Hi OnAir Community!
It’s that time of year again… yep, it’s pollen season. Now, I know that this might not be what many of you would consider worthy of a post where we usually discuss often life threatening environmental issues, but as a girl who has awful allergies, I’m here to tell you that pollen is no joke.
Assuming most of you live in Georgia like I do, you too are experiencing the joy that is the yearly “pollen dump.” Yes, every year I, along with thousands of other Atlanta natives, dread the spring dump of yellow-y dust which then proceeds to cover everything that will stand still long enough. You can see the clouds of pollen floating like smoke or like Egyptian sand storms through the air. Sure it’s annoying, and sure it makes lots of people sneeze, but what is its deal?

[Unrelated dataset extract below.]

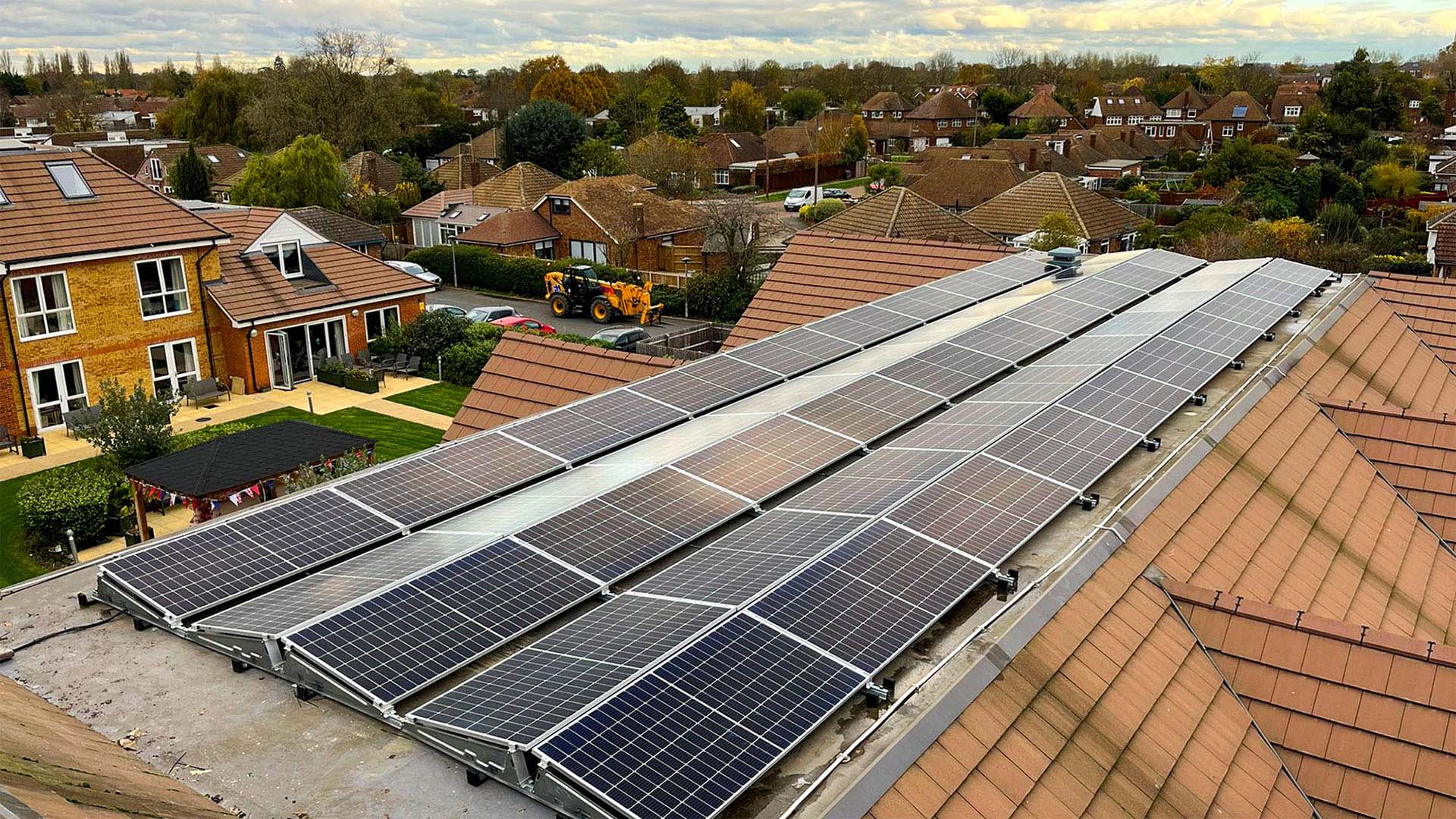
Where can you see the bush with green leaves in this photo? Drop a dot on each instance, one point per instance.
(79, 497)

Scientists account for numerous variables when it comes to measuring the levels of pollution in cities throughout the world. However, it is understandably difficult for them to identify which minute particles are which while they are all suspended in the atmosphere. According to Scientific American, the most recorded types of these particles are soot, ash, and other man-made pollutants. However, they have now started identifying plant and animal particles such as pollen, bacteria, and skin cells that make up almost a quarter of the world’s atmospheric aerosols. German scientists collected data from cities around the world and, of course, pollen levels spiked in the spring and skin cells in the winter.
What does this mean for us when pollen season rears its ugly yellow head? Well, nothing per se, but it is interesting to know! However, I do have a few tips for those of you with allergies as bad as mine:
1.) Remember you are not alone; over 35 million other Americans are downright miserable during the spring and early summer months.
2.) Stay aware of the pollen counts. You can usually find the daily count on your local weather site and even download pollen count apps to your phone!
3.) Do your best to avoid long stints outside, especially on high pollen days. Yes, the weather is gorgeous, but if your allergies are bad enough, you may have to enjoy the sun rays while wearing a face mask.
4.) Know which parts of the day are highest for pollen. Usually the time between 5 and 9 AM is when pollination occurs, so try to eliminate outside activities during this time.
5.) Avoid bringing pollen indoors by heading straight up to the shower and changing your clothes after being outside for a while.